Gonatopsis okutanii
- Conservation status: Data Deficient (IUCN 3.1)

Scientific classification
- Kingdom: Animalia
- Phylum: Mollusca
- Class: Cephalopoda
- Order: Oegopsida
- Family: Gonatidae
- Genus: Gonatopsis
- Species: G. okutanii
- Binomial name: Gonatopsis okutanii Nesis, 1972
- Synonyms: Eogonatus tinro (Nesis, 1972) ; Gonatus tinro (Nesis, 1972) ;

= Gonatopsis okutanii =

- Authority: Nesis, 1972
- Conservation status: DD

Species of squid

Gonatopsis okutanii is a species of squid from the family Gonatidae from the northern Pacific Ocean. It is of uncertain taxonomic status, the presence of remnant tentacles on spent females indicate that this species does not belong in the genus Gonatopsis and the differences between this species and Gonatus makodai have led to some authorities stating that G. okutanii is a junior synonym of Eogonatus tinro.

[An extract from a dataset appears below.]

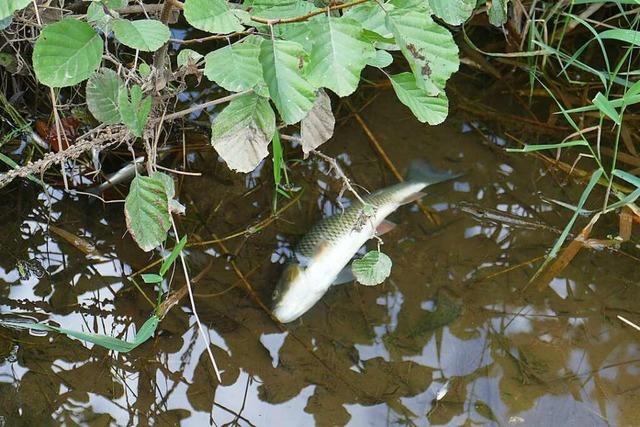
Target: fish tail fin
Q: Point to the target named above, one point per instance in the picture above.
(423, 172)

However the World Register of Marine Species still recognises Gonatopsis okutanii as the valid name for this taxon.

==Description==
Gonatopsis okutanii is a medium-sized species of squid with a gelatinous body, 5 teeth on the radula and long, thin arms. Arms II & III are very long and slender; and their length is at least equal to the mantle length. The arms have thick bases but become weak and narrow towards their tips. Arms I-III have 2 rows of hooks in the middle and 2 rows of small suckers while arm IV only has suckers. All the arms have 5-10 pairs of medial hooks or suckers which are spaced wide apart, the arm suckers have 7-9 teeth placed on the distal edge of their ring. All known specimens are spent females which have short, remnants of tentacles situated between the proximal ends of arms III and IV. They have very large eyes, a buccal membrane which has 7 lappets and there is in nuchal crest which has three or four indistinct nuchal folds on either side along its length. The radula has teeth in five transverse rows. The mantle is thick, soft, gelatinous and conical in shape with a mantle length which varies between 18 cm and 25 cm. The skin is dark purple in colour marked with "eye patches". It has short rhomboid shaped, narrow fins and a short tail.

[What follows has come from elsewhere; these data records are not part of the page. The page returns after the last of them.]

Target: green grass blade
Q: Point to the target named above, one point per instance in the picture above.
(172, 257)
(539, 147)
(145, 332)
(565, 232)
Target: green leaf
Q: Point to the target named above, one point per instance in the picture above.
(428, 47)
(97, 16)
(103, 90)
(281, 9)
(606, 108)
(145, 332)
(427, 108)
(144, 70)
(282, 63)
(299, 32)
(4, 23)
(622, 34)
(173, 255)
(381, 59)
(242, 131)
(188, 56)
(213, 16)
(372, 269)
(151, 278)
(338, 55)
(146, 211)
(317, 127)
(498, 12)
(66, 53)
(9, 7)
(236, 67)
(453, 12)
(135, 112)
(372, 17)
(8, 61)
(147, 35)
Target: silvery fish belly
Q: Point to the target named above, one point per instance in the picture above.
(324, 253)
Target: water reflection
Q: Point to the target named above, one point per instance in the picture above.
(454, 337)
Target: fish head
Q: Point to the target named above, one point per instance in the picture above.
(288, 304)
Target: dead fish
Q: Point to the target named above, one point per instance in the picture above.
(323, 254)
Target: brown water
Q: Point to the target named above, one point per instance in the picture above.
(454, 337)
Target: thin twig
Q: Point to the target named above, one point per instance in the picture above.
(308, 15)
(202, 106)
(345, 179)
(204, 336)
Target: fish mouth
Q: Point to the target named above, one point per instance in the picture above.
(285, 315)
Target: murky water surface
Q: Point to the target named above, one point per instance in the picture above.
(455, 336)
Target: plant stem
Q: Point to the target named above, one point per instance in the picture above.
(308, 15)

Tentacles are present on the subadult specimens described as Eogonatus tinro and these have a tentacular club lacking any hooks and with equal sized suckers arranged in numerous irregular rows.

==Distribution==
Gonatopsis okutanii occurs in the North Pacific Ocean from Japan in the east to Alaska and Canada in the west.

==Habitat and biology==
Gonatopsis okutanii is reported to have relatively large eggs up to 2.3 mm in length, compared to female body size. The male and female appear to copulate "head to head", and the adult females do not appear to die after their first breeding. They are caught at intermediate depths and spent females have been collected at depths of between 525m and 550 m and have been found in the stomachs of sperm whales.

==Naming==
Some authorities treat Gonatopsis okutanii as a junior synonym of Eogonatus tinro and the two taxa were described in the same paper by Kir Nesis, G. okutanii was based on spent females, while E. tinro was based on young squid, however E. tinro has priority.